Banestado. Entre 1996 e 2000, o Grupo Rural remeteu ao exterior US$

4,85 bilhões através de contas CC5.

No recurso em mandado de

segurança impetrado no STJ, a defesa alega que o recorrente era apenas

diretor honorífico da empresa a pedido de um amigo e nega qualquer

participação dele nos atos investigados. Alega também que o dinheiro

bloqueado tem origem lícita. Do total, R$ 1,58 milhão está na conta do

recorrente e R$ 9,26 milhões na conta de suas filhas.

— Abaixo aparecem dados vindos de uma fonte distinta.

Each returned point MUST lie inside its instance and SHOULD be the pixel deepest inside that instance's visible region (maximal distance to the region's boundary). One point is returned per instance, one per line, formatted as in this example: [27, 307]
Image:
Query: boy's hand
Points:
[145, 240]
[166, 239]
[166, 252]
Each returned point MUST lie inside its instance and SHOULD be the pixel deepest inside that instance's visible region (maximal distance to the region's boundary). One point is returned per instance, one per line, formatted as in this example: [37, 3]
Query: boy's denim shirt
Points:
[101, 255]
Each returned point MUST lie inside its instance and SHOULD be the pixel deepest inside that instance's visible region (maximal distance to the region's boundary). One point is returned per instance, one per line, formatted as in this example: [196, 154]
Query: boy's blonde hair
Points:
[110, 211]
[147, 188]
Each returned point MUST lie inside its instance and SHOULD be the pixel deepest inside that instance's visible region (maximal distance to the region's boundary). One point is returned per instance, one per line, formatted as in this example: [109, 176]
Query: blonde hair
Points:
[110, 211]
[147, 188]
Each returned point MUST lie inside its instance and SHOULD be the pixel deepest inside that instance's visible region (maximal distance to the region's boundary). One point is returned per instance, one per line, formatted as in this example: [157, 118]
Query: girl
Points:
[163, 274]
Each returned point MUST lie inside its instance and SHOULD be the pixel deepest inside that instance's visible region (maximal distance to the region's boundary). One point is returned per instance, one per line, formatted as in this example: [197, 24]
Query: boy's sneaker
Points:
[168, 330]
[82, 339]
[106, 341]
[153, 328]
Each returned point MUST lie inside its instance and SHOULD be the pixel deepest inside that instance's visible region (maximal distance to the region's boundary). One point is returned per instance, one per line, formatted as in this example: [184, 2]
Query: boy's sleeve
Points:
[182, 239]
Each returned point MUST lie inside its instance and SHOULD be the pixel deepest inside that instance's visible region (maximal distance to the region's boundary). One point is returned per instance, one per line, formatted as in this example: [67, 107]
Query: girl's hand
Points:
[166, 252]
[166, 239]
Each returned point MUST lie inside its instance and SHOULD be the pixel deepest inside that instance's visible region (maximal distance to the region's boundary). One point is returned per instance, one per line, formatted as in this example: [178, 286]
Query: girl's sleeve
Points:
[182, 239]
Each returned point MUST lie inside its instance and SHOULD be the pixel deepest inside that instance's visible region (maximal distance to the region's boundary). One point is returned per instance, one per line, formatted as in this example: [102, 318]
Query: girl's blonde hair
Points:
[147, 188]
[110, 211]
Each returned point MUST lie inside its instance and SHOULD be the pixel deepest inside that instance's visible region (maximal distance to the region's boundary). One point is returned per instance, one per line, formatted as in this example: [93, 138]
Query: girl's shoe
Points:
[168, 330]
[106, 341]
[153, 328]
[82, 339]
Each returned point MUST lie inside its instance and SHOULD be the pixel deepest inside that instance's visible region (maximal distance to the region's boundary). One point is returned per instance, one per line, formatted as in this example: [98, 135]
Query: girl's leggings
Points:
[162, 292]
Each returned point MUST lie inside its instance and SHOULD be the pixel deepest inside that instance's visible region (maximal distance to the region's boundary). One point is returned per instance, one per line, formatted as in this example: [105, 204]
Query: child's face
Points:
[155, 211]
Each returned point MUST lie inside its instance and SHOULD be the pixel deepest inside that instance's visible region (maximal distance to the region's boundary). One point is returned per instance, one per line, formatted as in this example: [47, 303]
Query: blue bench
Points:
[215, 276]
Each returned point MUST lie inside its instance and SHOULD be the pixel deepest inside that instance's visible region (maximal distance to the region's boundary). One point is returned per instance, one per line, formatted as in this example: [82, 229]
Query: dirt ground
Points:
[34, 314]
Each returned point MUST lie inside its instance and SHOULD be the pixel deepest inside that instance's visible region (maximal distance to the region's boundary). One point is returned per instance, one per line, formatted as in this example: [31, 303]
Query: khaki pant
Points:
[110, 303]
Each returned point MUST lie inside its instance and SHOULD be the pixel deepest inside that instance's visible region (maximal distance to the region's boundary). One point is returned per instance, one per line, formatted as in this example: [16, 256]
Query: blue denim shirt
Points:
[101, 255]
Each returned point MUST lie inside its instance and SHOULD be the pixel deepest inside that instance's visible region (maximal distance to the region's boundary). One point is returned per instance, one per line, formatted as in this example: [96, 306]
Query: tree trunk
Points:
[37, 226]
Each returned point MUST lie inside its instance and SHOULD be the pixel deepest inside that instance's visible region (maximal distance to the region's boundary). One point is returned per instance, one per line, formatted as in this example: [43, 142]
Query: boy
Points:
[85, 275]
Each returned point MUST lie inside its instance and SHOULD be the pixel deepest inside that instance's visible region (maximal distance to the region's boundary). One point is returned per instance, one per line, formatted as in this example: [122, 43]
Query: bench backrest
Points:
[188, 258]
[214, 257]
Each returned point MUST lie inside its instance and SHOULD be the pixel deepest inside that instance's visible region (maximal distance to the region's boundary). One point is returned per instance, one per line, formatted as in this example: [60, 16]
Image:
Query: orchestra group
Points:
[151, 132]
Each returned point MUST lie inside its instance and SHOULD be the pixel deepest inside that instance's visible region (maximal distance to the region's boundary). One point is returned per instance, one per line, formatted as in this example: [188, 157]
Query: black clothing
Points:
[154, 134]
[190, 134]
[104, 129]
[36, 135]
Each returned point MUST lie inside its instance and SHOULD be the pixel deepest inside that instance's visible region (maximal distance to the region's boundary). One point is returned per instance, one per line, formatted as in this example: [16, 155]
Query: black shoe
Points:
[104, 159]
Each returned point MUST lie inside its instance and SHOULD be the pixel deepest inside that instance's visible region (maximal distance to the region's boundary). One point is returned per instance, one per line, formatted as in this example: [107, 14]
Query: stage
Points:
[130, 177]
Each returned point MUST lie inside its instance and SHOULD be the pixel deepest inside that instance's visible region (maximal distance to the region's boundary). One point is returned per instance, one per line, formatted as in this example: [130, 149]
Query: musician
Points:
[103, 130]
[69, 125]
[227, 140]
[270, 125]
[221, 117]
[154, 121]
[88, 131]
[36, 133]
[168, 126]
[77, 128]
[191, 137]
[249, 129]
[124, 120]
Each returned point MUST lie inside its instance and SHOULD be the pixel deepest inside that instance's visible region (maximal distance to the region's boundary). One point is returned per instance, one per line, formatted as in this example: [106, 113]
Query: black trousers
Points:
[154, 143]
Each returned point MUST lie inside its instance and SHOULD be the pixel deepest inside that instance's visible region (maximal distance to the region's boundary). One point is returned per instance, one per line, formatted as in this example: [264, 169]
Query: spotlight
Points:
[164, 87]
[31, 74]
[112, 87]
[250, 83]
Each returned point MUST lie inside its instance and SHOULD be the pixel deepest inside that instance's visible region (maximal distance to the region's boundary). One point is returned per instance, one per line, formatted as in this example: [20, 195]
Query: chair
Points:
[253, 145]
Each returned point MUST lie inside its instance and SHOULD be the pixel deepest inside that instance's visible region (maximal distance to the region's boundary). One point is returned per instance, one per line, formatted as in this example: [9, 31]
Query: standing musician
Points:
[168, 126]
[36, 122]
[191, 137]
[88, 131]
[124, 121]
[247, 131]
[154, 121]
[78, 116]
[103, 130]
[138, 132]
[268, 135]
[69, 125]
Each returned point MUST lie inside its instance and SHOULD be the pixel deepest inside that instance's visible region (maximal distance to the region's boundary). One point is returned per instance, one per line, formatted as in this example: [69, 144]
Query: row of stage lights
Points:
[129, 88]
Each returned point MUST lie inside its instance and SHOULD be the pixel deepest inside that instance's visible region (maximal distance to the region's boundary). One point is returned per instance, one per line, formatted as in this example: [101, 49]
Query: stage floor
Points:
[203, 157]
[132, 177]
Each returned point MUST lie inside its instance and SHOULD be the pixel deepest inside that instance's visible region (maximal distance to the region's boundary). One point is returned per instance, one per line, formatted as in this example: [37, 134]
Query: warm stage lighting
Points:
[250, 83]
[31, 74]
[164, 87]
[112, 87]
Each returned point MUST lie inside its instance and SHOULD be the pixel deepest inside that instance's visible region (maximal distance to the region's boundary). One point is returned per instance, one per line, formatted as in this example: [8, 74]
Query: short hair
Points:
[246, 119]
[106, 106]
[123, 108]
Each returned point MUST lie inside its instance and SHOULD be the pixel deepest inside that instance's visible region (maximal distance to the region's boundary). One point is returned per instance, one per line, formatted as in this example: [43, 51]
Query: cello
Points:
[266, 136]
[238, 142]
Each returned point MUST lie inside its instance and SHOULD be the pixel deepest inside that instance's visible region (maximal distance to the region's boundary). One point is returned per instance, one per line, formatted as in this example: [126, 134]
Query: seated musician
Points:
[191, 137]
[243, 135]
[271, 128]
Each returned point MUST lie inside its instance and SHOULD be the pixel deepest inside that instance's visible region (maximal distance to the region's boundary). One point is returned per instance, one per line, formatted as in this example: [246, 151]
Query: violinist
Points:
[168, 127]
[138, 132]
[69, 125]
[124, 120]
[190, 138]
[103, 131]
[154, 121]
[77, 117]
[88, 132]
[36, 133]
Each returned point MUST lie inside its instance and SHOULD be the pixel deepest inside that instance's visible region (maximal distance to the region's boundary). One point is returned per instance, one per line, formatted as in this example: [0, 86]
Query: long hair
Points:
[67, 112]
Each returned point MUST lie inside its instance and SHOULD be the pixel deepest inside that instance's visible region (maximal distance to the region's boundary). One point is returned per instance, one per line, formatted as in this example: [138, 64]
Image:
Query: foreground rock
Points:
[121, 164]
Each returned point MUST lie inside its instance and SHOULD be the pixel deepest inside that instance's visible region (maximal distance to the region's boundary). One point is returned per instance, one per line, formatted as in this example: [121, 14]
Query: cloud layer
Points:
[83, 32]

Ele afirmou que o

dinheiro é oriundo de cinco décadas de investimentos e que foi doado em

vida na qualidade de adiantamento de herança

O relator,

ministro Jorge Mussi, verificou no processo que, em reunião realizada

em junho de 1996, o controlador foi um dos signatários da ata como

membro do quadro de administradores e que, sozinho, tinha poder de

firmar, em nome da empresa, operações financeiras sem restrição de

valores. Portanto, era um diretor com plenos poderes.

Quanto

ao arresto dos bens, o ministro Jorge Mussi ressaltou que os artigos

134 e 137 do Código de Processo Penal autorizam o bloqueio de recursos

de origem lícita para garantir o ressarcimento dos danos causados por

supostas infrações, pagamento das despesas do processo e de possíveis

sanções pecuniárias. Além disso, o relator destacou trecho de decisão

do tribunal regional que negou a liberação do dinheiro. O acórdão

afirma ser “notório que em crimes contra o sistema financeiro seus

autores costumam utilizar contas titularizadas por terceiras pessoas

para movimentar dividendos irregulares”.